Voluntários encontraram diversos pertences e restos mortais após uma denúncia anônima recebida em meados de março. A revelação acentuou ainda mais a crise nacional. Seis meses antes, a Guarda Nacional havia iniciado buscas na região, mas as investigações foram encerradas sem grandes avanços. Diante disso, a presidente Claudia Sheinbaum determinou que se investigue uma possível omissão dos agentes envolvidos.

Fenômeno dos desaparecimentos se agrava há décadas

Segundo Aranzazú Ayala Martínez, da organização Quinto Elemento Lab, o caso de Teuchitlán “abriu os olhos do mundo” para a realidade dos desaparecimentos no México, uma tragédia que se intensifica há anos. Ela ressalta que há mais de uma década famílias buscam por desaparecidos, organizando protestos e mobilizações, mas continuam sendo ignoradas. De acordo com ela, todos os níveis do governo compartilham responsabilidade nessa crise humanitária.

Dados oficiais apontam para mais de 354 mil desaparecidos

O Registro Nacional de Pessoas Desaparecidas e Não Localizadas (RNPDNO) contabiliza mais de 354 mil desaparecimentos desde 1952, sendo que mais de 126 mil pessoas seguem sem paradeiro conhecido. Outras 228 mil foram localizadas, vivas ou mortas. Os dados são alimentados por promotorias estaduais, da Cidade do México e pela Procuradoria Geral da República.

Michael W. Chamberlin, da Consultora Solidaria SC, alerta para inconsistências entre os registros estaduais e o banco de dados nacional, com diferenças que podem chegar a até 3,5 vezes. Ele também aponta a possibilidade de subnotificação significativa, considerando que, em 2024, cerca de 92,9% dos crimes não foram denunciados ou sequer investigados, conforme levantamento do Instituto Nacional de Estatística e Geografia do México.

Crise forense atinge necrotérios e serviços médicos

Ayala Martínez também destaca outro aspecto crítico: a crise forense. Há atualmente cerca de 70 mil corpos não identificados nos necrotérios e serviços médicos do país, reflexo direto da epidemia de desaparecimentos.

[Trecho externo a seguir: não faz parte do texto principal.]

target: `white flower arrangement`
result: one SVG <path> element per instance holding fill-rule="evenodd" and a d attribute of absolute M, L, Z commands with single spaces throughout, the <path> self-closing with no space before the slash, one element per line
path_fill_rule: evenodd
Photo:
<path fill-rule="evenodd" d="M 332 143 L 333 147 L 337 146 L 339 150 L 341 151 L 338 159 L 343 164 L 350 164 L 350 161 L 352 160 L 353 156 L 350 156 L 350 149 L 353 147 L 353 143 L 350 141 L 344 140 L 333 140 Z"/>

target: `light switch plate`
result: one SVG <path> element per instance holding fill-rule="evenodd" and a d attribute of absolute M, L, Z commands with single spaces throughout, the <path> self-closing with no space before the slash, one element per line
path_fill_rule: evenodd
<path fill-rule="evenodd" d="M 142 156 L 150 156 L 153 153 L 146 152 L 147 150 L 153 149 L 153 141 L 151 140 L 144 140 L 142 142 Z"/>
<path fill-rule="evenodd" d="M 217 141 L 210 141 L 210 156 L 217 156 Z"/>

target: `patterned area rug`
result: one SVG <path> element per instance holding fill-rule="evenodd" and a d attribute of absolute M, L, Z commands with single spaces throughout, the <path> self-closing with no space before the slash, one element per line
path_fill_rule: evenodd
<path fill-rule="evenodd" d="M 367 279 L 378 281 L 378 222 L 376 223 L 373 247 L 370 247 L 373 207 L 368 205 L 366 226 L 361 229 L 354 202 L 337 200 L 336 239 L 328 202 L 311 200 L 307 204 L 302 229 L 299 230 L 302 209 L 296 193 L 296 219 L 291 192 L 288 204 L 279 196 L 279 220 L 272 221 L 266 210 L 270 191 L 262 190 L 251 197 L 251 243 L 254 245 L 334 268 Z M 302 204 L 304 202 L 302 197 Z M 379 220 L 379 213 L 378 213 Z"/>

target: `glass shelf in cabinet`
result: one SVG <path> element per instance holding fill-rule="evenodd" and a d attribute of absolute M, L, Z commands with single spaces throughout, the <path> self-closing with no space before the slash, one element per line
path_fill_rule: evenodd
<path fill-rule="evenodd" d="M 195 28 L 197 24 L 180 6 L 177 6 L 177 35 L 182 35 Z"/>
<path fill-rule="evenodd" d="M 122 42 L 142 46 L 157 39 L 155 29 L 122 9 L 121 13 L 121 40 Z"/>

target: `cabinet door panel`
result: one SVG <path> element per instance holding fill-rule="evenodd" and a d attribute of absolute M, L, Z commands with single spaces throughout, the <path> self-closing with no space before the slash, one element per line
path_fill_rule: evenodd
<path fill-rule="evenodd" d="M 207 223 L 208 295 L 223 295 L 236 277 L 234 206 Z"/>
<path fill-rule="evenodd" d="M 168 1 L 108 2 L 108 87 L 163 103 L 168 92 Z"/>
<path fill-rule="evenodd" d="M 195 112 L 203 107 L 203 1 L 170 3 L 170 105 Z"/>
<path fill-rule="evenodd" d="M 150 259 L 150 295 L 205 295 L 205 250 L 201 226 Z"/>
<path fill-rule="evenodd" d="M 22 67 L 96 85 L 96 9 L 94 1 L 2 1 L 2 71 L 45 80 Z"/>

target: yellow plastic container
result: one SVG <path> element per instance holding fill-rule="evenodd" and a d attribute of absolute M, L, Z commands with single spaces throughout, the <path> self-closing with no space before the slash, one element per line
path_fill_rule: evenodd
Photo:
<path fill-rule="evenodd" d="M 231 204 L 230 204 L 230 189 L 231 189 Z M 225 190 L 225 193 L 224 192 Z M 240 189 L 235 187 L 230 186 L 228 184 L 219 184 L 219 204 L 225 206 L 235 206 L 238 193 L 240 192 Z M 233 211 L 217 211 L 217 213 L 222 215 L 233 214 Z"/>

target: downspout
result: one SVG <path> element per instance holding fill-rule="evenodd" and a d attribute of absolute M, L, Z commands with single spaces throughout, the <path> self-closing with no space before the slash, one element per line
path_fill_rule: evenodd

Segundo Chamberlin, os desaparecimentos começaram nas décadas de 1960 a 1980 como forma de repressão a dissidentes políticos armados. Na época, cerca de 580 casos foram registrados oficialmente, mas organizações sociais estimam que o número real ultrapassava mil. Desde o início da guerra contra as drogas em 2006, o número saltou para 126 mil. Apenas nos primeiros cem dias da atual gestão de Sheinbaum, 4 mil novos casos foram registrados.

Levantamento revela milhares de valas clandestinas

Como parte do projeto “Para onde vão os desaparecidos?”, a jornalista Ayala Martínez coordenou a criação do primeiro mapa de covas clandestinas do país, em 2018. A ausência de dados públicos oficiais leva a sociedade civil a assumir essa responsabilidade. A Universidade Ibero-Americana (Ibero), por exemplo, mantém um banco de dados baseado em reportagens e informações locais.

De 2006 a maio de 2024, foram localizadas 3.298 covas clandestinas, com metade das descobertas concentradas nos estados de Guerrero, Veracruz, Sonora, Guanajuato e Jalisco. Este último, apesar de ter menos locais identificados, lidera em número de corpos encontrados: 1.128.

Segundo Andrea Horcasitas Martínez, da Ibero, os métodos de ocultação variam: corpos abandonados em florestas nos arredores da Cidade do México, nas montanhas de Chihuahua, no deserto de Sonora ou em locais de extermínio em Tamaulipas onde restos são incinerados.

Desaparecimentos forçados são crime desde 2017

A legislação mexicana criminalizou os desaparecimentos forçados por agentes do Estado ou indivíduos apenas a partir de 2017. Antes disso, casos de sequestro só eram investigados se houvesse exigência de resgate. A nova lei criou um sistema nacional com comissões estaduais e uma comissão federal de busca, mas, segundo Chamberlin, na prática esse sistema é ineficaz. As investigações são tratadas de forma isolada e há constante negação da gravidade da crise por parte das autoridades políticas.

Ayala Martínez reforça que a situação só se agrava, com corpos se acumulando e o surgimento de novos desafios, como o desaparecimento de imigrantes em rotas clandestinas pelo território mexicano. Esses casos ampliam ainda mais a complexidade de uma crise que parece longe de uma solução.